From NPR, “Patients Find Each Other Online to Jump-Start Research”

Also, the Philadelphia Inquirer,


“… you can still wear a pretty blouse.”

These words were spoken by a gentleman cardiologist on a mind-bending afternoon at the Cardiovascular Technology Conference. To me, they generalize the lack of understanding many women experience as heart patients.

It all began with male and female cardiologists. In several different presentations, the speakers made reference to the idea that off-pump bypass was preferable for “a better cosmetic result.”

Back it up. Are they saying what I think they’re saying? That all we women-folk care about is a plunging neckline?

I reprogrammed my ears and tried again. Nope. The remaining speakers expressed the same concept. Off-pump or beating heart bypass offered the benefit of superior cosmetic result. No mention of reduced pain, stress, and potential complications during recovery.
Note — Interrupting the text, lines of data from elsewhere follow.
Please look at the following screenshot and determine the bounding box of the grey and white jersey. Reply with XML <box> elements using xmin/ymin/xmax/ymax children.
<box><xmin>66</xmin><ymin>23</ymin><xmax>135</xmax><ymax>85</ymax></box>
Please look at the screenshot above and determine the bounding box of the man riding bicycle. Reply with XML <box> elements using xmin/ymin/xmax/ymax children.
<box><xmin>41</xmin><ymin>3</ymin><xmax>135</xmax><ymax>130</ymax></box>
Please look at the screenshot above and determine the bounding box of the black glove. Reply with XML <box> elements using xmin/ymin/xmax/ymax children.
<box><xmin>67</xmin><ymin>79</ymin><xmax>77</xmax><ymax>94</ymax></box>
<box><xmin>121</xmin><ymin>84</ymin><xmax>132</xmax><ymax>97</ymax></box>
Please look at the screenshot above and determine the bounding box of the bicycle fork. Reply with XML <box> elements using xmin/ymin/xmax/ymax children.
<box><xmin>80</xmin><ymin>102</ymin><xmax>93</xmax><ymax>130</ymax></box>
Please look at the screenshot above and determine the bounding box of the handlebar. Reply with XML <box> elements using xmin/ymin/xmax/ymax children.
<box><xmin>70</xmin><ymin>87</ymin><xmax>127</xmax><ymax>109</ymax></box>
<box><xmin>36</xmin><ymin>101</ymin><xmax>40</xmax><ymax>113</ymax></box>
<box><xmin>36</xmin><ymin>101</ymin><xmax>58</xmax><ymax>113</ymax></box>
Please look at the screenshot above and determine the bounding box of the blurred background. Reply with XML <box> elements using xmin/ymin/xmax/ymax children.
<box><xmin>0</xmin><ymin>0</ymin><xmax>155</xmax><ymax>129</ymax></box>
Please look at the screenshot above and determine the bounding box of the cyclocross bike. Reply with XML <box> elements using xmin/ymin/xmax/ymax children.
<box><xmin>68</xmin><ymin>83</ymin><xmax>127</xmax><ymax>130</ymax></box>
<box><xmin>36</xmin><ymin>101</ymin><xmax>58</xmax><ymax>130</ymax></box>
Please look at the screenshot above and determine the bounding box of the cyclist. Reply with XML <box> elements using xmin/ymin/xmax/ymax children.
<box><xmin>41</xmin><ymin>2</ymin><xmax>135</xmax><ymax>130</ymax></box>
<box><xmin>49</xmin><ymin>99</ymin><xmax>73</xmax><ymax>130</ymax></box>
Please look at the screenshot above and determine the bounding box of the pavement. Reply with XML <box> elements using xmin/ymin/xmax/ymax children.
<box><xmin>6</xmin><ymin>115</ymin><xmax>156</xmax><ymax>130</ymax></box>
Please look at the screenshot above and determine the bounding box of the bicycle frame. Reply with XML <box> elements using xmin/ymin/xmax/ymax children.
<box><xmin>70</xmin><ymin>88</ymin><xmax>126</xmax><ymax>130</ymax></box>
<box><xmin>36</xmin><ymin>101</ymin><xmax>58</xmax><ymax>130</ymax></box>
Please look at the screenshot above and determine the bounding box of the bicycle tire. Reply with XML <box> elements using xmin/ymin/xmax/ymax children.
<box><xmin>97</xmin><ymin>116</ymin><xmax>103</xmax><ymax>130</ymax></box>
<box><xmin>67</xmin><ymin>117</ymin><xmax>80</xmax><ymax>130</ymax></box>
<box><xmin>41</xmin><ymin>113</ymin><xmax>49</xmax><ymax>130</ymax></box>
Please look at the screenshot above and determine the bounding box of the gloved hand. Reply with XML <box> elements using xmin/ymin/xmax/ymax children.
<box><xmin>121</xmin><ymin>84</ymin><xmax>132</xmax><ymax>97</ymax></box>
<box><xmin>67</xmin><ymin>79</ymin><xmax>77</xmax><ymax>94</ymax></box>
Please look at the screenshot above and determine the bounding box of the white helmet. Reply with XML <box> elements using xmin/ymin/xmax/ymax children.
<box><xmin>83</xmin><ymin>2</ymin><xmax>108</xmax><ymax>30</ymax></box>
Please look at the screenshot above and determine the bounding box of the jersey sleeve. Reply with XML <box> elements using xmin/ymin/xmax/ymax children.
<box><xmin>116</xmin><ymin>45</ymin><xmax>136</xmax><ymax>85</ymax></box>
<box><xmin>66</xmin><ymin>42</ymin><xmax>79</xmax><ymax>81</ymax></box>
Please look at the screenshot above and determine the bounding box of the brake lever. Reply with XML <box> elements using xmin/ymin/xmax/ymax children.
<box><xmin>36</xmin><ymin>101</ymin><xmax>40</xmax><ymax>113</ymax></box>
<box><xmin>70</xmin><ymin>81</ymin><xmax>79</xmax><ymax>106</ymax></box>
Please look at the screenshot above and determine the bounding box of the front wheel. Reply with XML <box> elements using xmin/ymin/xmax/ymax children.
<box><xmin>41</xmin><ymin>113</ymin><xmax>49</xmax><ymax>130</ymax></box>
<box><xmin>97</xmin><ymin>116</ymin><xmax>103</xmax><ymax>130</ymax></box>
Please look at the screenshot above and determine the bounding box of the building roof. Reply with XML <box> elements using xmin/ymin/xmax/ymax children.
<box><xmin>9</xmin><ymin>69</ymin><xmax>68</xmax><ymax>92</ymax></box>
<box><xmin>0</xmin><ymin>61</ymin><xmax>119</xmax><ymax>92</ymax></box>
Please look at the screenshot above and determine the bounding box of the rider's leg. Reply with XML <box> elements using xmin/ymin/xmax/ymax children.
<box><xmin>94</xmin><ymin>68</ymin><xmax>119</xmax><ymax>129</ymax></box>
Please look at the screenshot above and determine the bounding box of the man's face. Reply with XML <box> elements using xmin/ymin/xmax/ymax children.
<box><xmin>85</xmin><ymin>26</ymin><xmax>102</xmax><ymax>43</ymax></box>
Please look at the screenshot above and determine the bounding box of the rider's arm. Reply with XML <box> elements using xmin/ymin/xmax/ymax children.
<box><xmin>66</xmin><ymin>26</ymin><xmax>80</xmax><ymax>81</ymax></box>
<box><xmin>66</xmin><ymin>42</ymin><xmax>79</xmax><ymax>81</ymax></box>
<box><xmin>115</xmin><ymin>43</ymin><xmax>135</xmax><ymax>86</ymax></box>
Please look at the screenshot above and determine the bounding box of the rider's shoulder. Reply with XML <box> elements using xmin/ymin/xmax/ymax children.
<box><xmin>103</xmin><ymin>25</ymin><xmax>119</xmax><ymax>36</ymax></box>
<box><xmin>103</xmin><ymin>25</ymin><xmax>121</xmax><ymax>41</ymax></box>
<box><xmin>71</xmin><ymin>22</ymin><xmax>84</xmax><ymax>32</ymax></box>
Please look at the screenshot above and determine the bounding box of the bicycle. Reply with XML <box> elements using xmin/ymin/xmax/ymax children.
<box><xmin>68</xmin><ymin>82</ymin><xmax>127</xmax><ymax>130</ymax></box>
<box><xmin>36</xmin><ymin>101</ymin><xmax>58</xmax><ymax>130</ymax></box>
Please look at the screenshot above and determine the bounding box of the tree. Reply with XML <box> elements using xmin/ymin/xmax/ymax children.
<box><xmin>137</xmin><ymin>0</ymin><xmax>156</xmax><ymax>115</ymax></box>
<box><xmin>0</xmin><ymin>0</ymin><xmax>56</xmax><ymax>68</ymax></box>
Not a single cardiologist or surgeon mentioned improved PHYSICAL outcomes. It was all cosmetic.

Later, when a cardiologist attending the conference stopped at the WomenHeart information booth, I brought the topic up. It was so interesting, I suggested, that the speakers viewed women’s sole concerns as superficial, not physical. I explained I’d had bypass and ended up with two additional surgeries to complete a sternal closure because of complications.

He gestured to the scar peeking out of my neckline and said, “Well, it looks good.”

I attempted to drive my point home: “But think of the extra recovery time, not to mention medical expense and anguish, involved with a sternotomy.” I added it was surprising not one single doctor had mentioned these benefits to off-pump in the earlier talks.

My query fell on deaf ears. “Well, you can still wear a pretty blouse.”